Hi this is Bryan Jones from eLearningArt.com.  And was just doing a follow-up lesson.  I showed you how you can create display board templates that have – have these three different views, a zoomed out view, a transition view, and a zoomed-in view.

And showed you how you can do that by just adding various assets.  So for example, that, you know, having the chalkboard display, or the wall has bricks, or this – the person and the floor and the baseboard.  But wanted to follow-up and show you that’s great, I use that for building out what my scene is going to be, but I actually use this as a stage often and authoring tools that are outside of PowerPoint.

And wanted to show you a little trick where you can create kind of a flexible stage, where you can still customize the content within an authoring tool, but your stage is kind of set. So you would have this – this scene.  Now some of these authoring tools will have a direct import PowerPoint feature, and it treats them a little bit differently depending on what you’re using.

And I’ll do some various lessons on that as well.  But this is kind of a failsafe method for you to kind of save out as a – as an image, which is what PowerPoint allows you to do.  So once I’ve created these three different scenes.  The problem if I were to save out these individual images per slide.

Right now is I would have a person who is stuck on that screen, I can’t change, and the word content would be there, I don’t want that.  So what I want to first do, PowerPoint, within the selection and visibility pane, allows you to hide certain elements on the screen.
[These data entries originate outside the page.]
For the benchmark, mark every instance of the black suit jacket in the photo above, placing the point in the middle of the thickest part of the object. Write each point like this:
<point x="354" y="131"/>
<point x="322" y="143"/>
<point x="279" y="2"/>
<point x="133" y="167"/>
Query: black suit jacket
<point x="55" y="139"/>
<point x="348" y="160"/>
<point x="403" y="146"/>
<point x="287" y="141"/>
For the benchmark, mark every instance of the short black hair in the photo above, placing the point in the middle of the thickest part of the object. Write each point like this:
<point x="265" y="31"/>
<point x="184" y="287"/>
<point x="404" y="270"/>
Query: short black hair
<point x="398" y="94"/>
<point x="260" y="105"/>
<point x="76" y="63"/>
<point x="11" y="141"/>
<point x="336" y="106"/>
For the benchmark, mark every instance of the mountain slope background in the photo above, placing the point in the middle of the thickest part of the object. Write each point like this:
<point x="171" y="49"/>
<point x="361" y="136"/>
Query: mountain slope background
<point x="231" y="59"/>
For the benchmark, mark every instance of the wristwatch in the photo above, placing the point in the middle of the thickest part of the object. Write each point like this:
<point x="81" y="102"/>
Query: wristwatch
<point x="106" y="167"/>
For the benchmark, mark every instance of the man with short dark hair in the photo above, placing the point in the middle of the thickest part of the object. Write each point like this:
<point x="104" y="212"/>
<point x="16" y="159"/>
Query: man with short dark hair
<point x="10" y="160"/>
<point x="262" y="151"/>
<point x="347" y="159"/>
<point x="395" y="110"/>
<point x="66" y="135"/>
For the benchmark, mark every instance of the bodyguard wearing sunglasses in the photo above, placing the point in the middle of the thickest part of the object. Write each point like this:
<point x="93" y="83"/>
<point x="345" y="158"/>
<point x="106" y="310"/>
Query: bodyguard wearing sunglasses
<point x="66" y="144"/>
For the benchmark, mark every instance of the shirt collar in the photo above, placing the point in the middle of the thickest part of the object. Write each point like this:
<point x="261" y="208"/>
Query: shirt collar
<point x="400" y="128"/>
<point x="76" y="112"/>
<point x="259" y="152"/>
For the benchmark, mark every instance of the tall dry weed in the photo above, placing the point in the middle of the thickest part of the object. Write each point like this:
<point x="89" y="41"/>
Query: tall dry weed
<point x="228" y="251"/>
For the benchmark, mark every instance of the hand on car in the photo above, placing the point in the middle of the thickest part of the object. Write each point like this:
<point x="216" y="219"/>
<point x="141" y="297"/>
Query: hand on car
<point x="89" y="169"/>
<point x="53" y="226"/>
And so I can take this, for example, this person here, and I can close the eyeball there, and hide her, and the same thing with that content text.  And do that on the other slide as well, hide person, hide the content text, and the same thing on this last one, the content text.

It’s really helpful to name these things, so you can come back and edit these really quickly.  But now, all I have to do within PowerPoint, if I go to file, save as, in my selection here I can save it, and actually I’m going to save it as a PNG image.  And the reason I do that is it is a lossless file type.

So if you go JPEG it’s going to compress it right now, and then it’s going to get compressed again later when you – when you publish out.  So save it as a PNG image, and I’ll just go ahead and click save.  It’s going to ask me if I want to do all the slides, which I would like to do, and it does it really quickly.

There we go.  So now if I go back to – go back to that folder, so here is the folder where it was saved to, and you’ll see I have slide one, slide two, slide three is how it names it, I can view them in extra-large view, and you’ll see I have these three nice slides that I can then insert this as a background image or just an image on a slide master, or just an image.

And now I can add whatever character I want within the authoring tool, and any content that I want within the authoring tool, and I’ve also saved some space on the publishing because it treats this image as a single image when it is publishing out.  So it’s not a bunch of different – it’s not a bunch of different elements, which is how it would be if you were to create the same sort of layout within – within an authoring tool.

So anyway, I hope you found that useful.  It’s – it’s definitely an easy way to create a background stage for a display board template.  But then it’s very flexible in whatever authoring tool you’re using.  Thanks so much.  Have a great day.